Hoe worden emoties en stemmingen gedefiniërd?
Emotie
Er is geen eenduidige definitie van emotie. Veel theorieën zijn het er echter wel over eens dat elke emotie bestaat uit een aantal verschillende componenten: subjectieve rapportage, fysiologische respons, cognitieve evaluatie enzovoorts. Elke component vervult een bepaalde functie in het omgaan met een emotionele situatie.
Een veelgestelde vraag is of cognitieve evaluaties een oorzaak zijn van emotie of er eerder een component ervan zijn. Het component process model stelt dat evaluaties belangrijke componenten zijn en dat emoties alleen ervaren worden als meerdere subsystemen gecoördineerd worden om een adaptieve reactie te veroorzaken op een gebeurtenis die als significant wordt gezien voor het welzijn van een persoon.
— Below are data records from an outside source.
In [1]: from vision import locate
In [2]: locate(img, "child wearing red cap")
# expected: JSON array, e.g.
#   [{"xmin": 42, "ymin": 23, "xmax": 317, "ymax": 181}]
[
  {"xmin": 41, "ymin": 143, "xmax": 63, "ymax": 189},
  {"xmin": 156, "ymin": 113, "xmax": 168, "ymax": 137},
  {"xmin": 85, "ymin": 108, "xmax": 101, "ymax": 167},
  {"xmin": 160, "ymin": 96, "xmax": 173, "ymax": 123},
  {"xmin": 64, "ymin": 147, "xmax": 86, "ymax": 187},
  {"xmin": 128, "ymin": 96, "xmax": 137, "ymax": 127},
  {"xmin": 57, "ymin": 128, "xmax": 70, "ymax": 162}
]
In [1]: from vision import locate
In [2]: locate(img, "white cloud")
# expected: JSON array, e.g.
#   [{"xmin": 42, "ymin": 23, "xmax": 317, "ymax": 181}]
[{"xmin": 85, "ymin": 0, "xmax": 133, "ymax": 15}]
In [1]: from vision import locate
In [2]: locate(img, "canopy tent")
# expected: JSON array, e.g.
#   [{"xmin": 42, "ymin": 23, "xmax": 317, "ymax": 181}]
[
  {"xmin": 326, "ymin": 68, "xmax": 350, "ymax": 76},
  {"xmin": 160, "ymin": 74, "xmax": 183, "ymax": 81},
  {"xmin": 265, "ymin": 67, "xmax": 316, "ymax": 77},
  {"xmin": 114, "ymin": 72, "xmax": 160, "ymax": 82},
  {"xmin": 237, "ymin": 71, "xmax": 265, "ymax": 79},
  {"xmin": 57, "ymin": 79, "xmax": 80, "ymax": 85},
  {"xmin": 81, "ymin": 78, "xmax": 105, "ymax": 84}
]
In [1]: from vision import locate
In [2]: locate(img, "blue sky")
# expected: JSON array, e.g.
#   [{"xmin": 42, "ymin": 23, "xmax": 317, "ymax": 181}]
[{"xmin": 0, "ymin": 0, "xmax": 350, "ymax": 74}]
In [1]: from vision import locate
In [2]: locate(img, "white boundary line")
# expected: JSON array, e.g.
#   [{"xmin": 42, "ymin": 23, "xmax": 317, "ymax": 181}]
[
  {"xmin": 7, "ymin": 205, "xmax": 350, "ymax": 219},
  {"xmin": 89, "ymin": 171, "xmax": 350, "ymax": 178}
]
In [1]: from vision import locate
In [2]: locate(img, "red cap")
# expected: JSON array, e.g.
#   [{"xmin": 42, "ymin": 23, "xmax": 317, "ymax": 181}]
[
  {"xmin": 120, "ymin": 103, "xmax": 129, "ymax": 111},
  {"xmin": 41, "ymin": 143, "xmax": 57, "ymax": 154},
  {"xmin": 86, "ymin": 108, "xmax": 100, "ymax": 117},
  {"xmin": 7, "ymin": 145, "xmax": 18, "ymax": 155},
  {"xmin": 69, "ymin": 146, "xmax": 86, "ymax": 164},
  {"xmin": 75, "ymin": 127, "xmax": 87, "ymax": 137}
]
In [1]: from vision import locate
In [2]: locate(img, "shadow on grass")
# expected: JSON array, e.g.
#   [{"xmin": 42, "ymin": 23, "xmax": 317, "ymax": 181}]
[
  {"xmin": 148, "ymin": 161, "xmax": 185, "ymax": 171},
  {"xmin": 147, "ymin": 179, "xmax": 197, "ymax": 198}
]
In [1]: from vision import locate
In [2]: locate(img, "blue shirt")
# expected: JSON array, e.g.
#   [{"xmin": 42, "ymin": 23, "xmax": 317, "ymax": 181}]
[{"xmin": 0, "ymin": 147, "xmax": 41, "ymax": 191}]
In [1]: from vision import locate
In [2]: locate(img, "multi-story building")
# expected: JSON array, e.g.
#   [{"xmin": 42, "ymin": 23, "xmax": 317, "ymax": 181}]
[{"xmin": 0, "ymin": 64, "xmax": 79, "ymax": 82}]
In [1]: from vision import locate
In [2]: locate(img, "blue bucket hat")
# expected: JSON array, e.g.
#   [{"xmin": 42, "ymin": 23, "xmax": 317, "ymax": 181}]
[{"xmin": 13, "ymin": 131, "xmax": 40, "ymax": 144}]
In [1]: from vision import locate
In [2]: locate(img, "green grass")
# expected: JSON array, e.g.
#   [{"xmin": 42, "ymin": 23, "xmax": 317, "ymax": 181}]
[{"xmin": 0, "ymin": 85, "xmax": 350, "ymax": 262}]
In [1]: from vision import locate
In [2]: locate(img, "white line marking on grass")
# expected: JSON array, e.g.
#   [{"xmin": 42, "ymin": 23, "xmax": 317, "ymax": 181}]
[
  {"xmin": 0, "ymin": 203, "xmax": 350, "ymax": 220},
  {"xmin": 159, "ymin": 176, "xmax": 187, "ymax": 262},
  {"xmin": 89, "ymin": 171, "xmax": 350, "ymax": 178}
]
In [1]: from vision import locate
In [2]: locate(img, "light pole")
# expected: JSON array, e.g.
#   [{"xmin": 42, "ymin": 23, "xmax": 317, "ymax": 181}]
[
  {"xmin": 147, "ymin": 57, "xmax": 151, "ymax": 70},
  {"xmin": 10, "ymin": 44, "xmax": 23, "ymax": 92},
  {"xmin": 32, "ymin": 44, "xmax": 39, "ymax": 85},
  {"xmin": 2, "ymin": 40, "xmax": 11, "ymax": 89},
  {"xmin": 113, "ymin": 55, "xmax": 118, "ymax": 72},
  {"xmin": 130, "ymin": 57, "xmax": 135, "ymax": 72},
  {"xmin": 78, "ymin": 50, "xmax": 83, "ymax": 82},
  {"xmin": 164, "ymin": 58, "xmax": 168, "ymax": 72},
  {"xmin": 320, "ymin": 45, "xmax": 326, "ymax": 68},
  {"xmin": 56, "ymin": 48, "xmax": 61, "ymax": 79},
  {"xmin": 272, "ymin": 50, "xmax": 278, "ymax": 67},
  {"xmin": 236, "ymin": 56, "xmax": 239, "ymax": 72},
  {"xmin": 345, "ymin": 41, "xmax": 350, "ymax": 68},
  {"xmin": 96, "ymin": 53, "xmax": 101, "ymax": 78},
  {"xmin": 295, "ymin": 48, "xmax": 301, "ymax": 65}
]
Vanuit dit perspectief wordt emotie gezien als een voorval van onderling gerelateerde, gesynchroniseerde veranderingen in de toestand van de subsystemen, in reactie op de evaluatie van een interne of externe stimuluswaarneming die relevant is voor het organisme.
Het erkennen van een cognitieve component in emotie is erg controversieel omdat veel onderzoekers aannemen dat emotie en cognitie compleet aparte – maar interacterende – systemen zijn. Izard stelt bijvoorbeeld dat een onderscheid gemaakt moet worden tussen een emotie en een emotieschema. Een emotie is enkel een respons op een gebeurtenis en vereist volgens hem geen evaluatie, maar een emotieschema integreert de emotionele respons met ingewikkelde cognitieve evaluaties.
Het component process model stelt dat alle vijf de componenten (cognitief, lichamelijk, actieneiging, uitdrukking en gevoelens) het grootste deel van de tijd apart van elkaar opereren. Om een emotie te kunnen vormen, moeten deze componenten gedurende een korte tijd gecoördineerd en gesynchroniseerd zijn, en dit proces wordt gedreven door evaluatieprocessen.
Emoties kunnen begrepen worden als gecoördineerde reacties op een aantal verschillende objecten en situaties, die emotioneel-competente stimuli worden genoemd. De vraag is of elke stimulus die geëvalueerd wordt emotioneel-competent is, of dat er stimuli zijn die eerder als significant beoordeeld worden door hun belangrijke biologische of sociale invloed. Een mogelijkheid is dat stimuli die emoties uitlokken opgedeeld kunnen worden in de categorieën beloningen en straffen. Deze versimpelde verdeling van emotioneel-competente stimuli is een elegante manier om de oorzaak van emoties te beschrijven maar geeft de complexiteit van de stimuli en evaluaties niet goed weer.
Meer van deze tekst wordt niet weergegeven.